Ceux qui ont eu la chance de la voir sur scène s’en souviennent encore. Le 12 juillet 2025, Dee Dee Bridgewater venait enflammer la scène de Marseille Jazz des Cinq Continents afin de présenter son quarter 100% féminin, « We Exist!« . L’occasion pour elle de prouver une nouvelle fois que Dee Dee Bridgewater n’est pas qu’une brillante chanteuse de jazz : c’est aussi une femme engagée, qui revendique fièrement et fermement sa liberté. D’ailleurs, elle est la première à le dire : c’est en Europe qu’elle en a pris le chemin. Notamment en France, et plus particulièrement à Marseille, ville très chère à son cœur.

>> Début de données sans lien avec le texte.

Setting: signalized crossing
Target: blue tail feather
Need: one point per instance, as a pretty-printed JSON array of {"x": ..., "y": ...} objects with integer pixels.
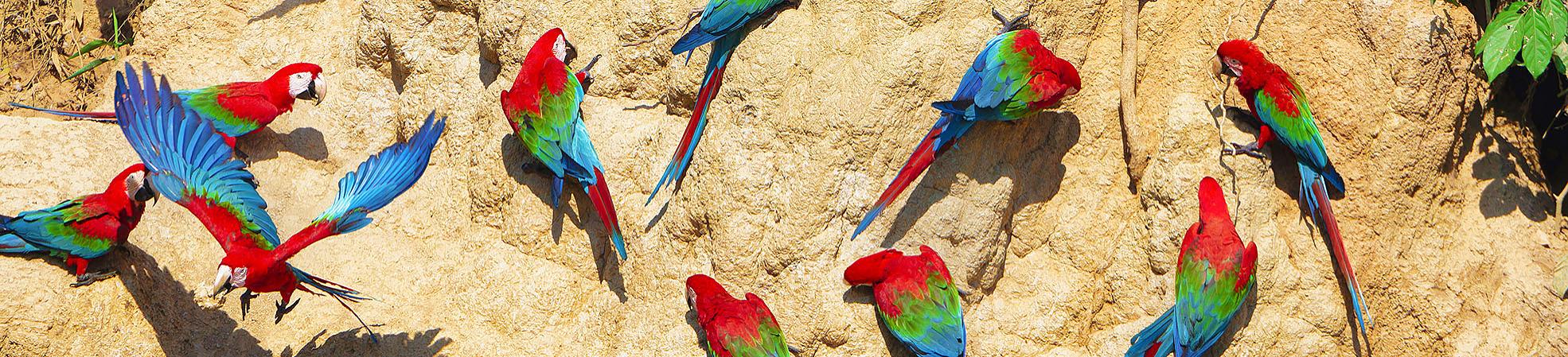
[{"x": 1160, "y": 332}]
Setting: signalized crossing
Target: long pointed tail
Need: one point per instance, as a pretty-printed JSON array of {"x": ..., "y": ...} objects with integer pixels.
[
  {"x": 919, "y": 160},
  {"x": 1336, "y": 245},
  {"x": 95, "y": 116},
  {"x": 599, "y": 193},
  {"x": 1157, "y": 340},
  {"x": 711, "y": 82}
]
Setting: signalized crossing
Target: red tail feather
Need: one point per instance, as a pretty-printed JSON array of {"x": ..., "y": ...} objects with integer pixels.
[
  {"x": 919, "y": 160},
  {"x": 599, "y": 193}
]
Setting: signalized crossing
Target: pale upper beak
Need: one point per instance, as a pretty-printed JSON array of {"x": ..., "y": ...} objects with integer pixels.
[{"x": 220, "y": 285}]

« Cette ville a beaucoup d’âme, et je le sens très fortement » – Dee Dee Bridgewater
Ce n’est pas la première fois qu’elle se produit sur une scène marseillaise, mais comme à chaque fois, cela reste magique. À chaque passage, c’est une vibration particulière, une résonance intime qu’elle ressent.

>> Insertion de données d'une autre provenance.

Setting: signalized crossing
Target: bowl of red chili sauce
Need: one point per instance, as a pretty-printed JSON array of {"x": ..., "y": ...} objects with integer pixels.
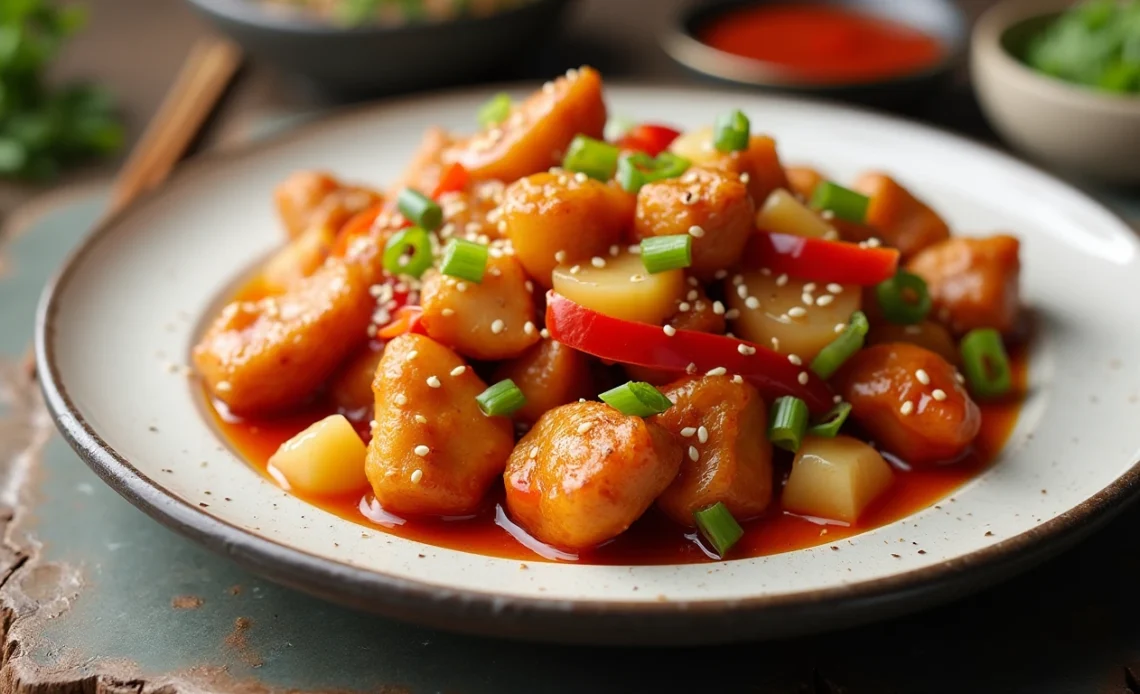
[{"x": 869, "y": 50}]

« C’est une ville qui m’a toujours touchée. » – Dee Dee Bridgewater
Car Dee Dee Bridgewater a fait un choix de cœur et de vie : celui de la France. Elle y a vécu vingt-quatre ans, y a trouvé une terre d’expression, de reconnaissance, de transformation.

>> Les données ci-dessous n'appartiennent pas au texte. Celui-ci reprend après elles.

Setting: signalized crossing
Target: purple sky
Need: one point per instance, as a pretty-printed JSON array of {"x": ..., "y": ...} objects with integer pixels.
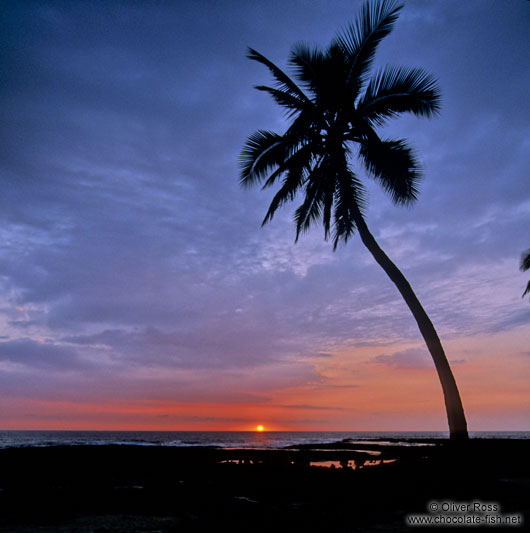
[{"x": 132, "y": 265}]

« En France, j’ai toujours pu tout faire, tout ce que j’avais envie de faire. Il n’y avait jamais quelqu’un pour me dire non » – Dee Dee Bridgewater
Une liberté rare, surtout lorsqu’on est une femme noire, américaine, et que l’on souhaite sortir des cases toutes faites, même dans le jazz. Une liberté qu’elle oppose à celle, plus fragile, de son pays d’origine, les Etats-Unis :
« Aujourd’hui, c’est très dangereux pour moi, en tant que femme noire américaine, de parler directement des choses. » – Dee Dee Bridgewater
Alors, elle choisit la musique pour s’exprimer. Sur scène, elle incarne cette voix qui dit l’indicible, qui porte les combats sans discours mais avec puissance. C’est pour cette raison qu’elle a décidé de s’accompagner de trois femmes dans son quartet, avec Carmen Staaf au piano, Rosa Brunello à la basse, et Shirazette Tinnin à la batterie. Un message fort, qu’elle revendique fièrement.
« Dans le jazz, c’est un monde de patriarcat. Il est temps. […] Si moi, avec toute ma carrière, je me présente avec des femmes, je pense que ça a beaucoup plus de pouvoir. » – Dee Bridgewater
Un pouvoir, qu’elle met au service d’un héritage : celui qu’elle a reçu de ses idoles, comme Nina Simone, Abbey Lincoln ou Roberta Flack. Des figures tutélaires, des pionnières, qui l’ont toujours inspirée.
« Elles n’avaient pas peur de s’exprimer, d’être critiquées. Elles restaient fidèles à ce qu’elles croyaient. » – Dee Dee Bridgewater
Émue, Dee Dee Bridgewater se souvient de ce qu’elle a pu ressentir en découvrant Nina Simone pour la première fois à la télévision, pieds nus, drapée de tissu africain, reine noire et puissante.
« Je me suis dit : moi, je veux être comme elle. » – Dee Dee Bridgewater
Aujourd’hui, à son tour, elle transmet. Elle chante, elle raconte, elle partage avec les plus jeunes. Dans sa voix, il y a le combat, l’amour, la tendresse, l’histoire. Et cette certitude : que la musique, quand elle est sincère, peut encore changer le monde.